Gay rights groups called Wednesday's move a welcome first step and
said they understood that the president had been busy trying to
shore up the economy and lay the groundwork for landmark healthcare
and climate-change legislation.
But they said they would continue to press the administration to
outlaw workplace discrimination and extend benefits for same-sex
couples.
"Those things should happen today, should have happened yesterday
and they haven't and until they do there's going to be a
frustration," said Joe Solomonese, president of the Human Rights
Campaign, a gay-rights group.
Obama did not back gay marriage during the 2008 campaign, but he
did promise to repeal a 1996 law that prevents the government from
recognizing same-sex marriages.
The administration will work with Congress to repeal that law, the
Defense of Marriage Act, and extend workplace-discrimination laws
to cover gays, said John Berry, head of the US Office of Personnel
Management.
The administration will also try to overturn the "Don't Ask, Don't
Tell" policy that allows the US military to expel troops that are
openly gay, Berry said.
Divisive debate
The outlook in Congress is unclear as a divisive debate over gay
rights could interfere with Democrats' goals to pass landmark
legislation covering climate change, healthcare and financial
regulation.
Lawmakers are still weighing whether to try to repeal the entire
Defense of Marriage Act or simply target sections that prevent the
government from offering healthcare and retirement benefits to the
same-sex partners of federal employees.
"Our goal is to come up with a strategy that is more effective to
restoring equal rights to gay Americans," said Ilan Kayatsky, a
spokesman for New York Democratic Rep. Jerrold Nadler.

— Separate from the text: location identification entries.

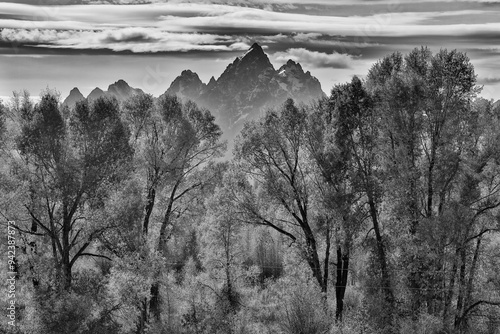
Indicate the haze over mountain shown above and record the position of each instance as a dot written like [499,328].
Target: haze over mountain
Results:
[248,86]
[120,90]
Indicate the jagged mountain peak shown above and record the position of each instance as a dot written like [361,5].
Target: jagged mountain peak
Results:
[75,90]
[291,67]
[74,96]
[119,84]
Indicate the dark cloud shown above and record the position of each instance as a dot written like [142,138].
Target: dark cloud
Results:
[488,80]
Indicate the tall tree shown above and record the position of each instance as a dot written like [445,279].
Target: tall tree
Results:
[71,166]
[272,153]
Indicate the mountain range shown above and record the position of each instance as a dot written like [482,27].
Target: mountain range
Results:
[247,87]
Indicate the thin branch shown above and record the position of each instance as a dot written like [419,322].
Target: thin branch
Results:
[96,255]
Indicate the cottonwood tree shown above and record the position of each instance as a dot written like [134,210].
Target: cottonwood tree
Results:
[175,142]
[358,138]
[328,138]
[71,166]
[436,148]
[272,153]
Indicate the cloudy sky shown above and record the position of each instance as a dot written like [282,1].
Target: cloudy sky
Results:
[85,43]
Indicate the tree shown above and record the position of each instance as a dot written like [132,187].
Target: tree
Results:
[71,167]
[271,152]
[175,142]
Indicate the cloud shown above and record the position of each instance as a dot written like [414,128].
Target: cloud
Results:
[488,80]
[315,59]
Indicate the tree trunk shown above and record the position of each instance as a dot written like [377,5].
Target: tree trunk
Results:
[148,209]
[461,288]
[386,282]
[341,282]
[449,293]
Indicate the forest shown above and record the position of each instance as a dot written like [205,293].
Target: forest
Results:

The House of Representatives in April approved an expansion of
federal "hate crime" laws to cover gays and lesbians, but the
measure has not yet passed the Senate.
At the state level, six states currently recognize gay marriage or
plan to by next year, while six others and the District of Columbia
provide some level of spousal rights for same-sex couples,
according to the Human Rights Campaign.
Some 29 states have changed their state constitutions to ban gay
marriage.
The memo that Obama signed will:
- Open up the government's long-term care insurance to gay partners of federal employees;
- Allow federal employees to use their sick leave to care for a gay partner or the partner's children;
- Allow gay partners of foreign-service employees to use medical facilities at overseas posts and get evacuated if necessary;
- Include same-sex partners and their children when calculating family size for overseas housing allocations;
- Extend current anti-discrimination rules in the federal workforce to cover transgender employees.